The Line Up
1 Change Up Baseball Poems by Fehler SS
2. Keeping Score by Park 1st
3 Mudville by Scaletta 2nd
4 Brooklyn Nine by Gratz CF
5 Prince of Fenway Park by Baggott RF
6 Six Innings by Preller 3rd
7 Comeback Season by Smith LF
8 Painting the Black by Deuker - C
9 The Girl Who Threw Butterflies by Cochrane - P
In case you missed it
the beginning
questions 1-3
questions 4-6
questions 7-9
10. All of these novels extend beyond the field. Baseball is at the core and its surrounded by love. Depending on which book you read there’s also happiness, fear, understanding, history, forgiveness, recovery, racisim, new beginnings, courage, loss, pain, love and family.
As a writer, how did you find the balance between the game and life?
Fehler - Baseball is a main part of my life. In both you win some and lose some. You don't dwell on the losses but put them behind you. Each day you wake up, you think, "It's a good day (for a baseball game or for life). Today something good will happen. By the end of the year many good things have happened, and you think, "Next year will be even better."
Park - Pretty much the same way I do as a person. During the season, I follow baseball avidly; I rarely miss a televised game. But that still leaves plenty of time for everything else. Likewise, in Keeping Score, Maggie loves the Dodgers, but there's lots of room in her life and on the page for her to learn about war and friendship and what we can and can't control in life. I'm the kind of fan who believes that a love of baseball should enhance your life, not swamp it.

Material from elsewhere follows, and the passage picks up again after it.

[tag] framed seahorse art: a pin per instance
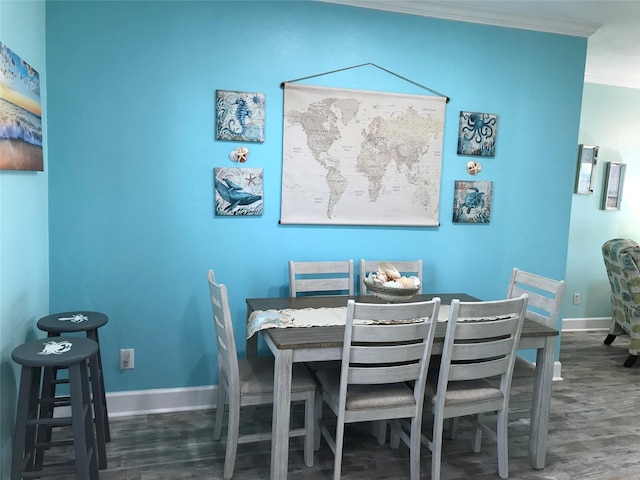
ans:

Scaletta - Going into this my model was Mark Harris, who wrote baseball novels that were all about baseball and baseball players -- the in-game action, the weariness of the road, the camaraderie and chatter among players. In his first book, The Southpaw, he didn't really bother to make it about anything else, and that's what made it stand out. He took baseball seriously enough to write a book about it. Then he went and wrote a sequel that showed how real life becomes a part of the game, and to my mind wrote the best baseball novel of all time, Bang the Drum Slowly. I actually wanted more baseball than Mudville delivers, but once you have characters and situations the book becomes what it was meant to be.

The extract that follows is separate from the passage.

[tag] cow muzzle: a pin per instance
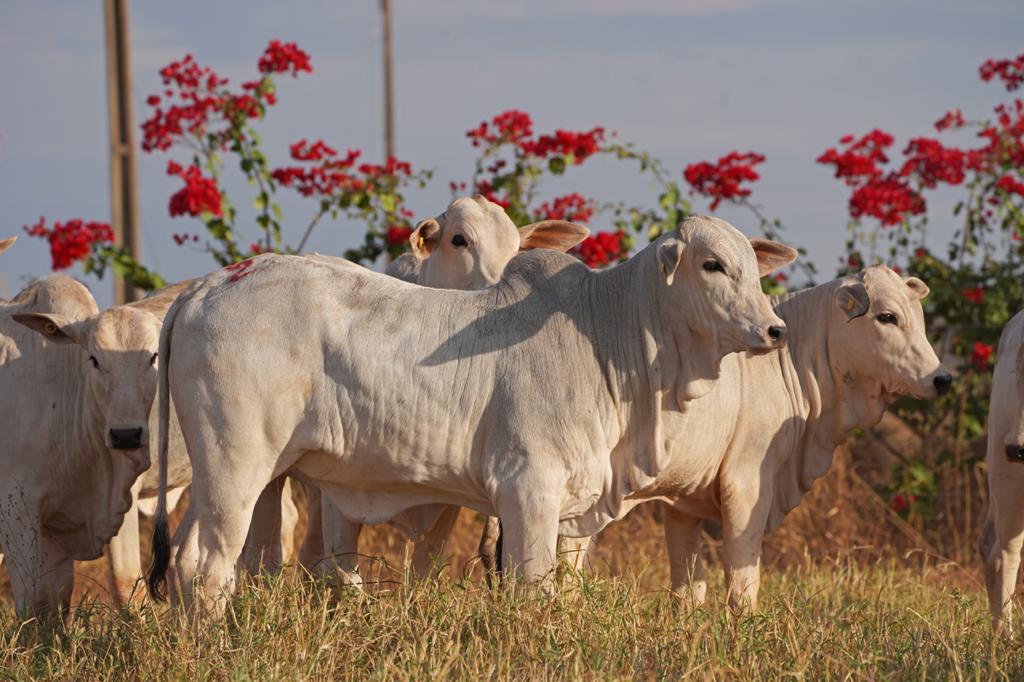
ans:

Gratz - Baseball has to be the bridge that gets you to the real story. Neither of my baseball books is *about* baseball. It's always about something else, with baseball as a means to solving whatever issues the characters have. That's the key. If there's too much baseball in the book, I'll know it, because the rest of the story is getting short shrift.
Baggott - In the best ways, they’re mirrors of each other
Preller - My idea for “Six Innings” was simple: use a Little League baseball game as a vehicle for exploring these various characters. I don’t believe that “baseball is life,” as the t-shirts proclaim; life is life. But for many boys of a certain age, it is the field of play and the common ground, where character is revealed. So the book takes place on two levels: 1) the game itself, which is fun and exciting; and 2) the back stories and the personalities of the participants. That is, the plays and the players.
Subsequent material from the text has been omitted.